PNNL

Abstract

In this paper, we report on the synthesis, characterization, and use of ruthenium oxide (RuO2) doped with a secondary metal (M2) to enhance electrochemical activity and stability for the electrocatalytic oxidation (ECO) of biomass-derived wastewaters. We used different electrochemical methods such as cyclic voltammetry (CV), electrochemical surface area (ECSA), and Tafel analysis as well as physical characterization such as grazing incidence X-ray diffraction, X-ray photoelectron spectroscopy, and scanning electron microscopy to understand how the introduction of M2 affects electrochemical performance. Our results show that including an M2 improves the ECO performance regardless of the composition of the electrolyte. Specifically, we saw increase in ECSA, which could be due to enhanced charge transfer for the pH ranges evaluated.
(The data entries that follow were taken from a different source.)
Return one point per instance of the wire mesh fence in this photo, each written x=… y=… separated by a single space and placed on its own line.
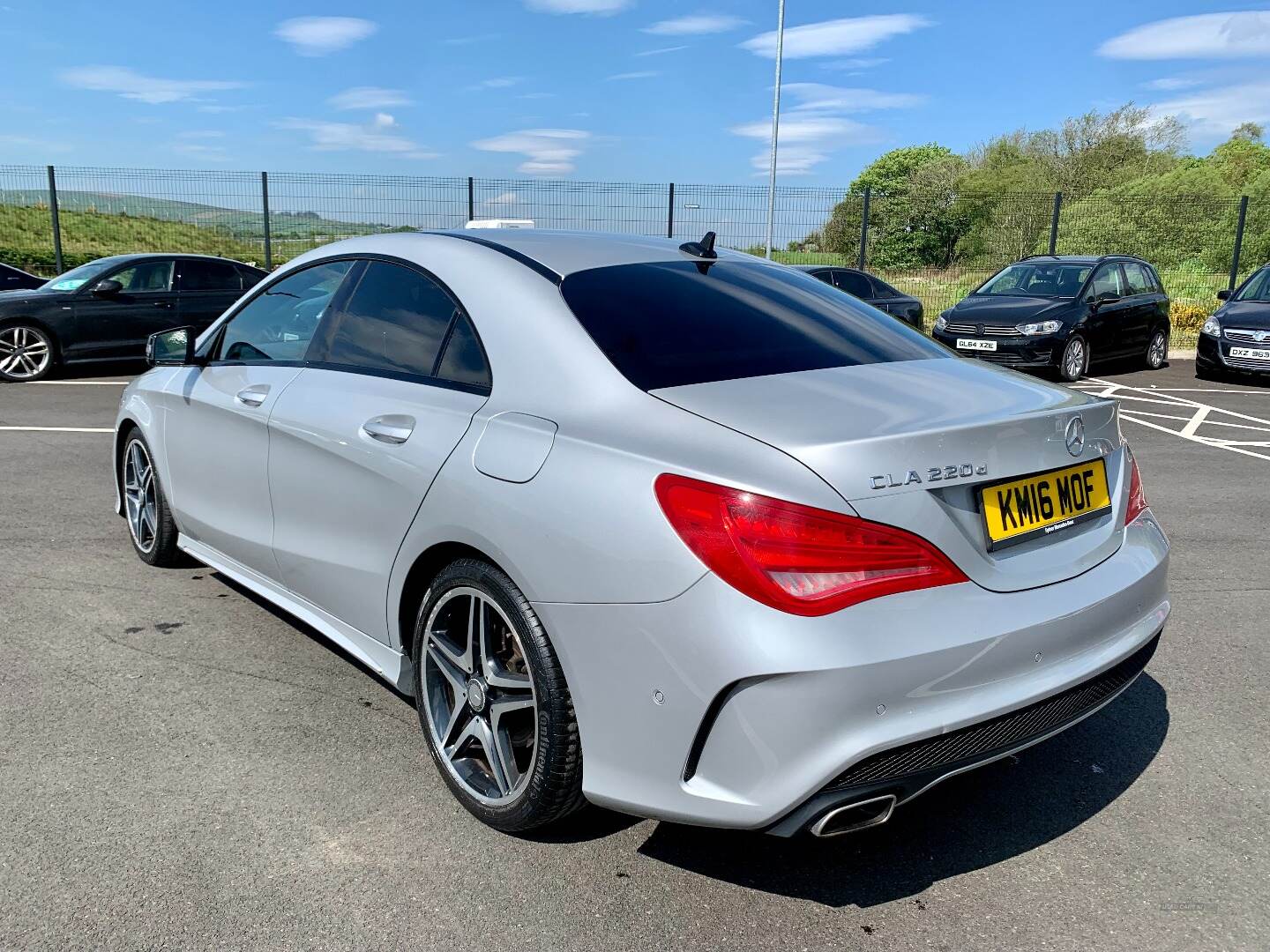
x=934 y=244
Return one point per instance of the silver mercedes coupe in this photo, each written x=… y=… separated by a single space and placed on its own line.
x=672 y=530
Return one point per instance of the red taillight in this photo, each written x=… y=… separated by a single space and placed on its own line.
x=1137 y=498
x=794 y=557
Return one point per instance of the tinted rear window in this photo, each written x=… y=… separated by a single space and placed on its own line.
x=667 y=324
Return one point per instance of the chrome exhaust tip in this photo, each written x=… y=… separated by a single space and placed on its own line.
x=855 y=816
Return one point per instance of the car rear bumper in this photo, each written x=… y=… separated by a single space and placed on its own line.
x=712 y=709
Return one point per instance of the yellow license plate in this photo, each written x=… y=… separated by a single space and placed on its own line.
x=1044 y=502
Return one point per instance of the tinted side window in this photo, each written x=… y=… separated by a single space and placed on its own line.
x=280 y=324
x=464 y=361
x=394 y=320
x=146 y=276
x=207 y=276
x=664 y=324
x=854 y=283
x=250 y=277
x=1106 y=280
x=1138 y=279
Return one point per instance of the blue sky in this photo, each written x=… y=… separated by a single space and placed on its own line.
x=644 y=90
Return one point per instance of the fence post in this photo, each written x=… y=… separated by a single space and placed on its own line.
x=265 y=206
x=54 y=219
x=1053 y=224
x=1238 y=242
x=863 y=233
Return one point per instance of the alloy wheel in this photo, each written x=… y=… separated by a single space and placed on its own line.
x=479 y=698
x=138 y=495
x=25 y=352
x=1073 y=358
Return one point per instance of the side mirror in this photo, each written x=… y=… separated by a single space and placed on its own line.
x=172 y=348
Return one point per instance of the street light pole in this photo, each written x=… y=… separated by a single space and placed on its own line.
x=776 y=124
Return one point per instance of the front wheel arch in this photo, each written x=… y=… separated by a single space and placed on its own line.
x=55 y=358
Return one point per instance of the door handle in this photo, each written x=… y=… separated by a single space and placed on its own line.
x=253 y=395
x=389 y=428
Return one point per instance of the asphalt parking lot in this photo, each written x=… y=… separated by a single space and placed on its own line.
x=184 y=767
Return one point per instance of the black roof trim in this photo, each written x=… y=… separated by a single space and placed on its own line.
x=1091 y=259
x=513 y=254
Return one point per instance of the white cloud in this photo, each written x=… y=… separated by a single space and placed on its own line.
x=807 y=140
x=469 y=41
x=1215 y=112
x=346 y=136
x=369 y=98
x=661 y=49
x=318 y=36
x=498 y=83
x=601 y=6
x=695 y=25
x=817 y=97
x=546 y=152
x=1208 y=36
x=131 y=84
x=1169 y=84
x=201 y=144
x=851 y=34
x=855 y=63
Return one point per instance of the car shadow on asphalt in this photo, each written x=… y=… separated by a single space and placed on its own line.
x=964 y=824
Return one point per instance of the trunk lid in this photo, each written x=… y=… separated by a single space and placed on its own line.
x=875 y=433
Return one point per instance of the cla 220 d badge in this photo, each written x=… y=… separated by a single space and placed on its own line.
x=935 y=473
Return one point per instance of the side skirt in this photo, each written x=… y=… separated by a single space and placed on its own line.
x=390 y=666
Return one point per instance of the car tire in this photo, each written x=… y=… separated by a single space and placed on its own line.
x=26 y=353
x=1074 y=360
x=152 y=528
x=510 y=660
x=1157 y=349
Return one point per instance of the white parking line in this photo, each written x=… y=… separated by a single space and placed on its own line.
x=1201 y=415
x=60 y=429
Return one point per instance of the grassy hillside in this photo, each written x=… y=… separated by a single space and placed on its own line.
x=26 y=238
x=242 y=224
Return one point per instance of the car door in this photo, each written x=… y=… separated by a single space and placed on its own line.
x=394 y=380
x=217 y=438
x=117 y=325
x=206 y=287
x=1140 y=315
x=1104 y=325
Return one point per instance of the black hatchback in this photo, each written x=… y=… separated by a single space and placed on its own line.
x=1064 y=312
x=1237 y=335
x=106 y=310
x=869 y=288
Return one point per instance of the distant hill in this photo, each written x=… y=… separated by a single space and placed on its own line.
x=234 y=222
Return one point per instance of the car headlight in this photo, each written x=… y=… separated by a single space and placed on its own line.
x=1039 y=328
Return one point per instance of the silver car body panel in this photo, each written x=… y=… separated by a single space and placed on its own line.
x=550 y=476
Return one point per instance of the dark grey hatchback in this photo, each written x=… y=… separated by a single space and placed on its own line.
x=1064 y=312
x=869 y=288
x=107 y=309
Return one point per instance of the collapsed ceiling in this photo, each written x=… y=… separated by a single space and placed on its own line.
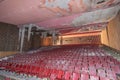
x=58 y=14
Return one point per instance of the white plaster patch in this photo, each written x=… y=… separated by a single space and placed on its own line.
x=103 y=15
x=63 y=4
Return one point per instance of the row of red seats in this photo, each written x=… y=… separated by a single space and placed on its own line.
x=91 y=60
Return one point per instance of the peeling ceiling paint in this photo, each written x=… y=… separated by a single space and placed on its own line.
x=53 y=14
x=103 y=15
x=63 y=4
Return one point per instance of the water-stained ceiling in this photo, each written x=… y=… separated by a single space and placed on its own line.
x=54 y=14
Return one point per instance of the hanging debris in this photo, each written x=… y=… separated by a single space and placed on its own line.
x=29 y=31
x=22 y=38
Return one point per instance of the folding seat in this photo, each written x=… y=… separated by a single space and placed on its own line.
x=76 y=76
x=53 y=75
x=94 y=77
x=67 y=75
x=60 y=74
x=92 y=70
x=47 y=72
x=84 y=76
x=104 y=78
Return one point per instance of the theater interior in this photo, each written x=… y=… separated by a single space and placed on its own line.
x=59 y=39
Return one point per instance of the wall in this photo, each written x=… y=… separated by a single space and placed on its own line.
x=104 y=37
x=113 y=33
x=82 y=40
x=8 y=39
x=46 y=41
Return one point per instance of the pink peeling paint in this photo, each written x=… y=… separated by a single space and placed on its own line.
x=38 y=11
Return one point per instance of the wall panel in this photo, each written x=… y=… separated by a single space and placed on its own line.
x=113 y=30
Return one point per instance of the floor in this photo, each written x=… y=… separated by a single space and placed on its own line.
x=64 y=63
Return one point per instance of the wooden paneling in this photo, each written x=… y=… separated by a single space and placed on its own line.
x=113 y=30
x=46 y=41
x=7 y=53
x=8 y=37
x=82 y=40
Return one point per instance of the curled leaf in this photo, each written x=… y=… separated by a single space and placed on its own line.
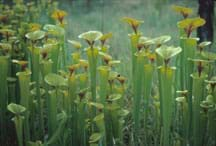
x=16 y=108
x=134 y=23
x=190 y=24
x=184 y=11
x=91 y=36
x=167 y=52
x=55 y=80
x=35 y=35
x=75 y=44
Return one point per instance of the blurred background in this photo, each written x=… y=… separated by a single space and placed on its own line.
x=159 y=19
x=105 y=15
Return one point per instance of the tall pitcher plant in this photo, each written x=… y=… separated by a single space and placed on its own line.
x=167 y=76
x=92 y=53
x=189 y=48
x=34 y=38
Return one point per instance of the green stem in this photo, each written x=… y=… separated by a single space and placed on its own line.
x=138 y=81
x=167 y=79
x=3 y=96
x=198 y=94
x=92 y=54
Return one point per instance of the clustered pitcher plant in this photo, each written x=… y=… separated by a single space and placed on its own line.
x=50 y=98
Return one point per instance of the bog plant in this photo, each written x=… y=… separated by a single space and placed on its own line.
x=170 y=99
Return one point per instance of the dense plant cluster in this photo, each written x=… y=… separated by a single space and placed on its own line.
x=45 y=99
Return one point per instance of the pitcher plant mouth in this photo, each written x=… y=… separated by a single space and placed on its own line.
x=83 y=92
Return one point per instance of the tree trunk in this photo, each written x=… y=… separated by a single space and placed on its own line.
x=206 y=11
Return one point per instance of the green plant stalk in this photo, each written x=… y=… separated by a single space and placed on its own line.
x=92 y=54
x=188 y=46
x=167 y=79
x=198 y=94
x=83 y=81
x=52 y=112
x=138 y=81
x=212 y=125
x=134 y=39
x=26 y=100
x=81 y=124
x=46 y=67
x=159 y=62
x=59 y=131
x=75 y=57
x=35 y=54
x=3 y=95
x=18 y=120
x=11 y=90
x=147 y=84
x=55 y=57
x=72 y=91
x=103 y=83
x=179 y=63
x=185 y=124
x=63 y=50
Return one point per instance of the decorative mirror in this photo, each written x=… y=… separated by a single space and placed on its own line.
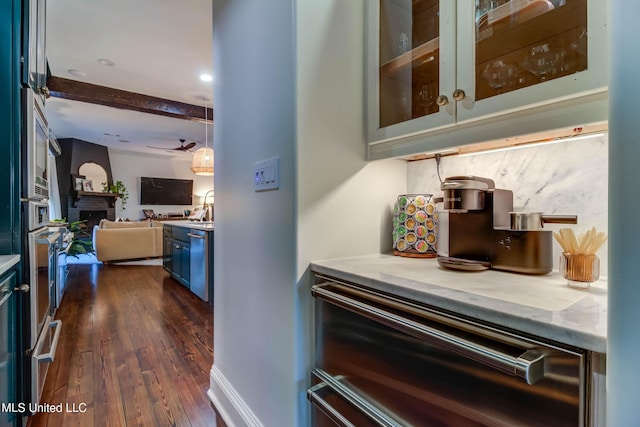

Furthermore, the introduction of organic compounds in wastewater generated during the hydrothermal liquefaction of food waste affected the ECO performance differently, depending on M2, the electrolyte composition, and anodic half-cell potential, highlighting the need to properly control the reaction conditions when testing and characterizing the electrocatalysts under different reaction regimes. We developed an in situ electrocatalytic benchmarking protocol, Boruah – Lopez-Ruiz – Strange (BLoRS), to quickly assess if the presence of M2 improves the ECO performance; thus, saving time and resources in ex situ characterization, testing, and product analysis. This foundational work provides the basis for characterization and benchmarking of electrodes of the ECO of organic compounds.